How Diffusion Models Learn to Factorize and Compose

TL;DR

This paper investigates how diffusion models learn to represent and compose features, revealing they develop factorized representations that enhance compositionality but limit interpolation, with insights linked to percolation theory.

Contribution

The study provides a controlled experimental analysis of diffusion models' internal representations, showing their ability to learn factorized features and the conditions for compositional generalization.

Findings

Models learn factorized but not fully continuous representations.

Few examples suffice for models to attain compositionality.

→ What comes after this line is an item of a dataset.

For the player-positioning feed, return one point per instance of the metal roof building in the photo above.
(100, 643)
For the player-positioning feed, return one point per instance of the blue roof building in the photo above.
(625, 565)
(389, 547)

Manifold formation relates to percolation theory, explaining sudden learning transitions.

Abstract

Diffusion models are capable of generating photo-realistic images that combine elements which likely do not appear together in the training set, demonstrating the ability to \textit{compositionally generalize}. Nonetheless, the precise mechanism of compositionality and how it is acquired through training remains elusive. Inspired by cognitive neuroscientific approaches, we consider a highly reduced setting to examine whether and when diffusion models learn semantically meaningful and factorized representations of composable features. We performed extensive controlled experiments on conditional Denoising Diffusion Probabilistic Models (DDPMs) trained to generate various forms of 2D Gaussian bump images. We found that the models learn factorized but not fully continuous manifold representations for encoding continuous features of variation underlying the data. With such representations, models demonstrate superior feature compositionality but limited ability to interpolate over unseen values of a given feature. Our experimental results further demonstrate that diffusion models can attain compositionality with few compositional examples, suggesting a more efficient way to train DDPMs. Finally, we connect manifold formation in diffusion models to percolation theory in physics, offering insight into the sudden onset of factorized representation learning. Our thorough toy experiments thus contribute a deeper understanding of how diffusion models capture compositional structure in data.